There are two previous papers addressing the validity and reliability of MSQ in CM. The first [18] was based on a wide sample of subjects participating to the International Burden of Migraine Study (IBMS): patients were identified as having episodic or chronic migraine using a set of screening questions based on the International Classification of Headache Disorders, second version, that explicitly excludes the presence of MO [24]. The second study was a clinical trial of onabotulinumtoxinA as headache prophylaxis, in which only 60 % of patients had a history of MO [19]. Therefore, those samples are different from our sample, which was composed only of patients with CM and a history of MO admitted for withdrawal treatment, who are reasonably deemed to suffer from a more severe form of headache: in fact, our patients reported RR scores that were 10.1–11.4 lower, RP scores that were 12.4–14.0 lower and EF scores that were 5.8–17.2 lower than those reported in the two previous studies [18, 19].

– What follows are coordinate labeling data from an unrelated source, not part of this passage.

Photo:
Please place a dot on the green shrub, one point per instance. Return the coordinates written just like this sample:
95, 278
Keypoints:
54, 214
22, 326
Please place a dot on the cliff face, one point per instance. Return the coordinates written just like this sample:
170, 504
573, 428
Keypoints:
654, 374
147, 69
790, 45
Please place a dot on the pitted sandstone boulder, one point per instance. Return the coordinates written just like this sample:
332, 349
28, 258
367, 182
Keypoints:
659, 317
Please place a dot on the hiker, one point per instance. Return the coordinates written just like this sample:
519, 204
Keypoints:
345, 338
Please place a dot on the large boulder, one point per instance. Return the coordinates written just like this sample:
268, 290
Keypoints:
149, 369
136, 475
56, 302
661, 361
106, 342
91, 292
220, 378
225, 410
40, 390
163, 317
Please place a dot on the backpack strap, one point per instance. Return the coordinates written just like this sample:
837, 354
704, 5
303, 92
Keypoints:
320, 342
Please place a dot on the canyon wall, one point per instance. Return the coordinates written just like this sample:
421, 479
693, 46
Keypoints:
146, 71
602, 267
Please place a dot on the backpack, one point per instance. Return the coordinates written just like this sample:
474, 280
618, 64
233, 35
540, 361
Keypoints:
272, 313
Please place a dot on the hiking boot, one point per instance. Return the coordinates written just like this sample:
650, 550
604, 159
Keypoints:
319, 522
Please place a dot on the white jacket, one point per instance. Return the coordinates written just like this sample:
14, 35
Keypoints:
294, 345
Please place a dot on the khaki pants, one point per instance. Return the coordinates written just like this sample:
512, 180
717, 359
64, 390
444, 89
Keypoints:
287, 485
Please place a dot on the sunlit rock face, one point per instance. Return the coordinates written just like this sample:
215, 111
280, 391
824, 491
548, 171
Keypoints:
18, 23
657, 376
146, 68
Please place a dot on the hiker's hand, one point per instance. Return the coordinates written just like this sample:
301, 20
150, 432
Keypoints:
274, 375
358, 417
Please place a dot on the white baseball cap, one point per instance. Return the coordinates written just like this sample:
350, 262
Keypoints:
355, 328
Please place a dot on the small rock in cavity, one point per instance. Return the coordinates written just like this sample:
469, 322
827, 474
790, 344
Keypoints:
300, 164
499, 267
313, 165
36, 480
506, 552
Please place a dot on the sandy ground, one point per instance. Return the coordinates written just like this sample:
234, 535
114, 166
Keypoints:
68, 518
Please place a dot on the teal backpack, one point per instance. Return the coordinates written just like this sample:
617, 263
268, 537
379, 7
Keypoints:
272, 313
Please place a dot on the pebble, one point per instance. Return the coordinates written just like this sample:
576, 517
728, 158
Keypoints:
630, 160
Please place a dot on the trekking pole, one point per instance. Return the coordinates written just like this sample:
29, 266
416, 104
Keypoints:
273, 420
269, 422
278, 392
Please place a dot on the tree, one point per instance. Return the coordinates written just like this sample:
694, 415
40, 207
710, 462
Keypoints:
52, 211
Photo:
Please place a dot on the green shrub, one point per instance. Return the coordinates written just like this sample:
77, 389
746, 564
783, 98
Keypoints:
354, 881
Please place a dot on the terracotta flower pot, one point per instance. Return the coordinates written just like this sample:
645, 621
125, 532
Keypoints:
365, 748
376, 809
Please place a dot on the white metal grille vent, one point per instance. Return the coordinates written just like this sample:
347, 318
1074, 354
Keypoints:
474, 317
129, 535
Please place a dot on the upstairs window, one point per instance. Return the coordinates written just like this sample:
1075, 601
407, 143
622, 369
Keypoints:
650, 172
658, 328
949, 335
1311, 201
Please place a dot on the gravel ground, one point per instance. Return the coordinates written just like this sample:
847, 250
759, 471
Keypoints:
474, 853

There are, however, some elements of convergence. The pattern of association between MSQ and MIDAS was similar to that observed in the IBMS study [18], i.e. lower correlations with MSQ-EF than with RR and RP. Similar to Rendas-Baum’s findings [19], we found relatively weak psychometric properties in item 12: deleting it would make the internal consistency of MSQ-EF scale a little higher, but would reduce the comparability of data from Italian CM patients with those from patients enroled in different countries or settings.

A previous experience of use of MSQ in Italy was described by Cevoli et al. [25], who based their analysis on a sample of 953 migraineurs patients attending a headache centre for the first time. In that sample, only 2.5 % of patients had CM with a history of MO, and the overall mean scores were 50.8 (RR), 65.4 (RP) and 62.9 (EF), indicating a better HRQoL than that of our sample. The trend is, however, similar: the lowest scores were observed for RR, the highest for RP and EF scores were in between.

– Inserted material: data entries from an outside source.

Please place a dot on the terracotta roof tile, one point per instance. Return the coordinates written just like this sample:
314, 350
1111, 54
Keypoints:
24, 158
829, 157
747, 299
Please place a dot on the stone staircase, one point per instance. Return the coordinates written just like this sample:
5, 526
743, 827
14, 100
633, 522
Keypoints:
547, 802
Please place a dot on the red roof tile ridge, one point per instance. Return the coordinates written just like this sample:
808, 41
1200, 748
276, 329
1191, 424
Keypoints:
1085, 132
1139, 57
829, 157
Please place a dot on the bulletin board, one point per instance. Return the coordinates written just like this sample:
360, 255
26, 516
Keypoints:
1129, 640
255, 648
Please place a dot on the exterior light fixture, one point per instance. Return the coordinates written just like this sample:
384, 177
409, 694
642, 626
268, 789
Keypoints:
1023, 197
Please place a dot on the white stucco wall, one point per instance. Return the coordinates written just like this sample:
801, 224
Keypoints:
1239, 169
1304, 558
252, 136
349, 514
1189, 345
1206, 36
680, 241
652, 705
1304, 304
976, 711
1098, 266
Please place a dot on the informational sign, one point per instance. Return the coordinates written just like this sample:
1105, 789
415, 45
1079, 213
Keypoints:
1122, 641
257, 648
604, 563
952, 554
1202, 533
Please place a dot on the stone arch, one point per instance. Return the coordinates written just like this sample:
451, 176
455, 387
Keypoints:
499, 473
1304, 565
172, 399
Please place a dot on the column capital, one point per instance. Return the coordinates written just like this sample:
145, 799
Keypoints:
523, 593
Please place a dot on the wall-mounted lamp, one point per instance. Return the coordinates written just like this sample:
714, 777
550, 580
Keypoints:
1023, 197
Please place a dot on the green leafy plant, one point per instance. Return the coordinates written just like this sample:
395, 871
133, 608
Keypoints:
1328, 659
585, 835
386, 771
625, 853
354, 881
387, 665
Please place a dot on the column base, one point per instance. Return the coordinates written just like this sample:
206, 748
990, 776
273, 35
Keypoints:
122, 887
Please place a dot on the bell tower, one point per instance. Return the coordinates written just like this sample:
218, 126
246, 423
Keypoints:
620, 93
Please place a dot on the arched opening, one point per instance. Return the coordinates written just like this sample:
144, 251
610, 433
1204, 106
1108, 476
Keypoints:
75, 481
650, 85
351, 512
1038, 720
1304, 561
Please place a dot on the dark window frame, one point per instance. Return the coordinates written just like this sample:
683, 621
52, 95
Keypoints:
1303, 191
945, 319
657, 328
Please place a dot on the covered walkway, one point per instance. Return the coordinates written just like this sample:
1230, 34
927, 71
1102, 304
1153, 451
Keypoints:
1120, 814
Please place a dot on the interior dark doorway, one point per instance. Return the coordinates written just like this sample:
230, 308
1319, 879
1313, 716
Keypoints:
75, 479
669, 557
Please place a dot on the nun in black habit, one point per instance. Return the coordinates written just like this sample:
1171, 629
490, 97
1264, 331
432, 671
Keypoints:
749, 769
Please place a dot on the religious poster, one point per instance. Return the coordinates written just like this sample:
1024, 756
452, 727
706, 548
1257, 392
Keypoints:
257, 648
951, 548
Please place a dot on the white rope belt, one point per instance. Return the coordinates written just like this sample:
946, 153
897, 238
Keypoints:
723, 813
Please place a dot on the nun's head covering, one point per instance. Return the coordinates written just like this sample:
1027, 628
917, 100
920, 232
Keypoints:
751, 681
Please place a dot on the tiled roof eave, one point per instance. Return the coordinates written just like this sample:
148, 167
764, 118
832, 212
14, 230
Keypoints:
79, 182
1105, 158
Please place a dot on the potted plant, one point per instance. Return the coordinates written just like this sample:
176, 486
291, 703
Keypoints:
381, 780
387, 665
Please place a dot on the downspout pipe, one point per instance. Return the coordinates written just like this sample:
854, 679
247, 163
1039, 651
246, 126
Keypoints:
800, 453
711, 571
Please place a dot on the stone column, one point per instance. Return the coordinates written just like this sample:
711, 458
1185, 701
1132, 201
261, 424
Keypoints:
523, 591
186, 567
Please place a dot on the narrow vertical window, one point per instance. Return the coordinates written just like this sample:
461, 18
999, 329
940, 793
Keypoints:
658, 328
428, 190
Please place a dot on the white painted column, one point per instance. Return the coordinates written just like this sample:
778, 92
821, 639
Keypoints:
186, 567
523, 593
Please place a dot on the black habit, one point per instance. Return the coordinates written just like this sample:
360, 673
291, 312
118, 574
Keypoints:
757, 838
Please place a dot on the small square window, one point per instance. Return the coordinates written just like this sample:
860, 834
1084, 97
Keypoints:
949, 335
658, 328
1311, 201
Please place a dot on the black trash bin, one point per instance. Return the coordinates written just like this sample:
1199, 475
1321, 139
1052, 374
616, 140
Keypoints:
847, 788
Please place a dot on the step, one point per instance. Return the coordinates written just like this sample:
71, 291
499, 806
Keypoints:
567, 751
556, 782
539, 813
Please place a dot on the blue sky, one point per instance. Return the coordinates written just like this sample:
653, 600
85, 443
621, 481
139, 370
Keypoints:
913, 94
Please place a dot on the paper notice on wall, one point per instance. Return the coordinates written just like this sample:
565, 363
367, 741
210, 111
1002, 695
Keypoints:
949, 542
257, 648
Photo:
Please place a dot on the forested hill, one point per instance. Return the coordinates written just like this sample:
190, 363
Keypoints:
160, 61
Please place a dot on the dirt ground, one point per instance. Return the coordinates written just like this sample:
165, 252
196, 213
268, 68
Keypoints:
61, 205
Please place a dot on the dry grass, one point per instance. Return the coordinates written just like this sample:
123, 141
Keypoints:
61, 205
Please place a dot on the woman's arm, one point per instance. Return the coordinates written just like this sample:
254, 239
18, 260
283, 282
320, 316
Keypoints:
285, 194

Some limitations need to be considered. Our sample is relatively small compared with those by Bagley [18] and Rendas-Baum [19]; however, it is surely closer to what is found in daily clinical practice with CM patients, who often present a history of MO and require withdrawal. Second, the cross-sectional design did not allow to assess test–retest validity.

In conclusion, our findings confirm those reported in previous validation studies on CM patients, and expand them to the Italian language and to a group of patients with a more severe form of CM.